Mardi dernier, Alexandre accompagnait son père à Washington pour assister à l’investiture de l’émissaire américain pour le Moyen-Orient, Steve Witkoff. Le président Donald Trump, qui les a salués à la Maison Blanche, a évoqué à l’antenne le jeune Arnault comme étant "le futur", laissant entendre qu’une rencontre privée avait ensuite eu lieu. LVMH n’a pas souhaité commenter.
Tous les enfants Arnault occupent des postes de direction au sein du groupe, qui chapeaute plus de 70 marques de luxe, de Dior à Tiffany. Delphine (50 ans) dirige Dior, Antoine (47 ans) supervise la communication du groupe, Frédéric (30 ans) pilote Loro Piana, et Jeanne (26 ans) est responsable marketing des montres Louis Vuitton. Alexandre, troisième de la fratrie, a quitté Tiffany pour rejoindre Moet Hennessy en février, en tant qu’adjoint de Jean-Jacques Guiony, nouveau PDG et fidèle lieutenant de Bernard Arnault.

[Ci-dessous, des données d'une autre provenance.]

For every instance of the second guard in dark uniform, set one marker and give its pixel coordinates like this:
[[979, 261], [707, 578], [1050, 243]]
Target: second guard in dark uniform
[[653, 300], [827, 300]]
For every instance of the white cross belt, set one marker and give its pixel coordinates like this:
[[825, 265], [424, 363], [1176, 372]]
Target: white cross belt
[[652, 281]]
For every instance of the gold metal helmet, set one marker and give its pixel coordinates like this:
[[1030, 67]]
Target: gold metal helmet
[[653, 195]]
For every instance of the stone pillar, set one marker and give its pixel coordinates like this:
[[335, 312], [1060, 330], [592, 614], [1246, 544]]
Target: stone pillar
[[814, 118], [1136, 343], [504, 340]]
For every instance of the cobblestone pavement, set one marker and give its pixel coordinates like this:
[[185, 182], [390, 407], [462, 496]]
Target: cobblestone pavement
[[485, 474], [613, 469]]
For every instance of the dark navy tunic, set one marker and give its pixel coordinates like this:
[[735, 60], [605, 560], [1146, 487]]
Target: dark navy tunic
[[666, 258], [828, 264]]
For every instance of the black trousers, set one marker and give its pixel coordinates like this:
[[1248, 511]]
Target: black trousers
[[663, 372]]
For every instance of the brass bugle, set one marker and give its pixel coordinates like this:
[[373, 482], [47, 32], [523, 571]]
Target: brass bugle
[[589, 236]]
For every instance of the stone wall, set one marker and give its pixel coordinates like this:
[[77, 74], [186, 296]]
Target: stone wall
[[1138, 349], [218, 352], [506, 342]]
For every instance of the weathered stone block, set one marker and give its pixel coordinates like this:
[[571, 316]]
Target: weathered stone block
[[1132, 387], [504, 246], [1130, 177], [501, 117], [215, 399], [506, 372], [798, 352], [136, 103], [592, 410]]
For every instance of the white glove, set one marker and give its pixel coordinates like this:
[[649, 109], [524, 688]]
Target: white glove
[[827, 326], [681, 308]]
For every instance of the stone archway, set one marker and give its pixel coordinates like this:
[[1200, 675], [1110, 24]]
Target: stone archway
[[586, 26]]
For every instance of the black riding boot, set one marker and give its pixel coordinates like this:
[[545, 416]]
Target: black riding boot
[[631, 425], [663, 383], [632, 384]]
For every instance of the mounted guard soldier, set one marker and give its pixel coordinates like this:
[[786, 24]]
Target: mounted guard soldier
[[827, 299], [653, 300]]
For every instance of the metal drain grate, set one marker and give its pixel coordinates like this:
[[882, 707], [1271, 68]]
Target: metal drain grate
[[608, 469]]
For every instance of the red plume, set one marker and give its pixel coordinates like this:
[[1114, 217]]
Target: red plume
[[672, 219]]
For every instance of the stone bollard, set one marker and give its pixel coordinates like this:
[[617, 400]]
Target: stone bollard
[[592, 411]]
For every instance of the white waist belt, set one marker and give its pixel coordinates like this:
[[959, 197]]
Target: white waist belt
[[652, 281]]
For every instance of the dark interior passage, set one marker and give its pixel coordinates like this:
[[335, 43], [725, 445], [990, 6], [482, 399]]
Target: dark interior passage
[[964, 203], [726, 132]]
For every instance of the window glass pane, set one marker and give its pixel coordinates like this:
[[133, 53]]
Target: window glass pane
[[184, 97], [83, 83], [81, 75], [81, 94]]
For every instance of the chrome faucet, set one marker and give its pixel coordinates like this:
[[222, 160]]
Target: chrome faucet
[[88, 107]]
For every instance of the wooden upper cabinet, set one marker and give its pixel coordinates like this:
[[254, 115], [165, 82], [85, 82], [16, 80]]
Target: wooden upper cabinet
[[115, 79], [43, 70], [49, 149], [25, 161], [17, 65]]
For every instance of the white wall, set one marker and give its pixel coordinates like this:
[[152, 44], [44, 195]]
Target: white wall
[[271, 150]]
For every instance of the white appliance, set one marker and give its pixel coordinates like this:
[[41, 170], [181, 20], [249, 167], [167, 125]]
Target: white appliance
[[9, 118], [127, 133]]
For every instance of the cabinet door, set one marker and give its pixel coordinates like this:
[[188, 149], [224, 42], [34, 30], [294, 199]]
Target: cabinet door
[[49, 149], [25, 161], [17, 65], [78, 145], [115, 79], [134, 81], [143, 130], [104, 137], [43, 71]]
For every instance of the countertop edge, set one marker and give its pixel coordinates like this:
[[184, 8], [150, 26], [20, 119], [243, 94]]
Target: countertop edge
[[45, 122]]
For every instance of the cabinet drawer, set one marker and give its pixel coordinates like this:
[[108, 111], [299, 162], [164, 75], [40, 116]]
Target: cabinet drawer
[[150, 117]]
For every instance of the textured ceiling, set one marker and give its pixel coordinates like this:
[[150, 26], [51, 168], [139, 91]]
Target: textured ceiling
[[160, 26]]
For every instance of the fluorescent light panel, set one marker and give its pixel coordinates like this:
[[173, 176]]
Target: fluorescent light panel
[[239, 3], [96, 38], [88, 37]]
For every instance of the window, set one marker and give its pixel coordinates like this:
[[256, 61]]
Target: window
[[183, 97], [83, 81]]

"MH" dans une passe délicate
Moet Hennessy, division historiquement génératrice de liquidités, a connu des jours meilleurs. En 2024, elle a enregistré près de 6 milliards de dollars de chiffre d’affaires. Mais face à la baisse de la demande en Chine et aux États-Unis, les ventes ont reculé pour la deuxième année consécutive et le résultat opérationnel a fondu d’un tiers. L’augmentation éventuelle en juillet des droits de douane américains sur les produits européens comme le champagne et le cognac, aggrave la situation.
"La véritable mesure d’un manager, c’est sa capacité à affronter les crises", estime Markus Hansen, gérant de portefeuille chez Vontobel. Une manière de souligner l’écart avec les succès bâtis par le patriarche Arnault.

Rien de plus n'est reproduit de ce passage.